Mocht deze informele aanpak desondanks niet tot oplossingen leiden, dan is het handig om de klacht op papier te hebben (dit kan elektronisch of schriftelijk). Dit bepaalt namelijk de aanvang van de officiële termijn van de afhandeling van de klacht. De zorgaanbieder moet vanaf dat moment binnen zes weken de klacht samen met de cliënt tot een oplossing brengen. Zo nodig, kan de interne begeleider helpen bij het duidelijk en goed omschrijven van de klacht.

Artikel 9 Afdoening, advisering en beoordeling van de klacht

De zorgverlener moet binnen zes weken na ontvangst van de schriftelijke (of elektronische) klacht een oordeel geven over de klacht. Hiermee wordt de reactie van de zorgaanbieder op de ontvangen klacht bedoeld. Dit zogenoemde oordeel kan verschillend luiden. Het kan een inhoudelijk standpunt over de ingediende klacht betreffen: Was de klacht terecht of onterecht, en welke eventuele maatregelen zijn er getroffen?

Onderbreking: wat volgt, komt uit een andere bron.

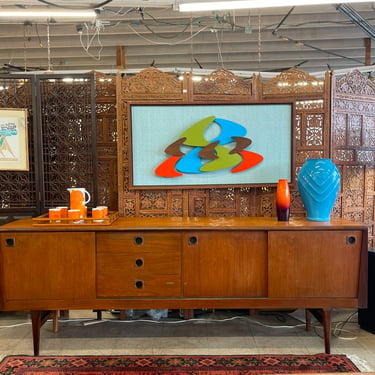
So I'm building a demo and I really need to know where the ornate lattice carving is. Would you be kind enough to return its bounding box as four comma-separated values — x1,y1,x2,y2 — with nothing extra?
193,69,251,100
0,76,38,224
331,70,375,165
40,78,94,208
263,68,324,96
95,73,118,211
121,67,182,100
335,69,375,96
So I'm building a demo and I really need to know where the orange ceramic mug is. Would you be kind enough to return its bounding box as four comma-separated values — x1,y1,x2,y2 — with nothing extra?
68,188,91,218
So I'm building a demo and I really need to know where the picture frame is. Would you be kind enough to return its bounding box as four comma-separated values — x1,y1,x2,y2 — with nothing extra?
0,108,29,171
128,101,295,190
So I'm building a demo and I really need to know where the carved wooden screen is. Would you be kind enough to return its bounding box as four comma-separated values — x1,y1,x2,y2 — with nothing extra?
37,74,97,211
95,73,118,211
0,75,39,224
117,68,187,216
331,70,375,247
0,74,97,223
258,68,330,216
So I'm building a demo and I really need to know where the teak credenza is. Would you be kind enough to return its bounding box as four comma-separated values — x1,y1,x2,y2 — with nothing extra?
0,217,367,355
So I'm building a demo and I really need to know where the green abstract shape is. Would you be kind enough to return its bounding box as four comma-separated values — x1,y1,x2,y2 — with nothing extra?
179,116,216,147
200,146,242,172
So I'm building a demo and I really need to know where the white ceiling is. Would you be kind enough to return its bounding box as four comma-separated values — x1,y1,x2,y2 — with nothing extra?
0,0,375,73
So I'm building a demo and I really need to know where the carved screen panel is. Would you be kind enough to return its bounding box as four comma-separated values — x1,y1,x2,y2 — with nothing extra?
0,75,38,223
331,70,375,247
95,73,118,211
38,75,96,210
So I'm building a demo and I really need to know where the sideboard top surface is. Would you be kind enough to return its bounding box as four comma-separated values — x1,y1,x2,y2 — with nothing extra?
0,217,367,232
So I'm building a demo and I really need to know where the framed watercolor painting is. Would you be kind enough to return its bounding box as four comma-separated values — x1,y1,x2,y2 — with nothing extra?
129,102,294,189
0,108,29,171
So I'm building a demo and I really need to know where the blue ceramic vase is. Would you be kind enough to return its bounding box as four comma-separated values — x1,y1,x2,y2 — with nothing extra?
297,159,340,221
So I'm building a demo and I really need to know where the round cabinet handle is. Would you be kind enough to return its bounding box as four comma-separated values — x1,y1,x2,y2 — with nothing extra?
135,280,143,289
5,237,16,247
135,258,143,267
134,237,143,245
346,236,357,245
189,236,198,245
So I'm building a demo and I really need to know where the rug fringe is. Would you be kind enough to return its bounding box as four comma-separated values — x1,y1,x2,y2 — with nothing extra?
346,354,375,372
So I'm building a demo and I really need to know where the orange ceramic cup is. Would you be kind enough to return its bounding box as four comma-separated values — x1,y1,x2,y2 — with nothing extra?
91,207,106,222
57,206,68,219
98,206,108,216
68,210,81,223
48,208,61,222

Het kan ook gaan om een procedurele reactie: een bevestiging dat de zorgaanbieder en cliënt er in goed overleg zijn uitgekomen. Wanneer het werken aan een oplossing nog gaande is, is een uitleg waarom de klacht nog niet is opgelost en wat de vervolgstappen zijn, ook mogelijk. Denk in dit verband bijvoorbeeld aan een mediationtraject dat partijen zijn overeengekomen.

Artikel 10 Geschilleninstantie

Belangrijk is dat het oordeel van de zorgverlener houvast biedt voor de cliënt om te beoordelen of hij tevreden is met de manier waarop de klacht is behandeld of nog in behandeling is. Wanneer hij niet tevreden is, kan hij met het oordeel van de aanbieder naar een geschilleninstantie. De geschilleninstantie zal het oordeel van de zorgaanbieder meenemen in de verdere behandeling van het geschil.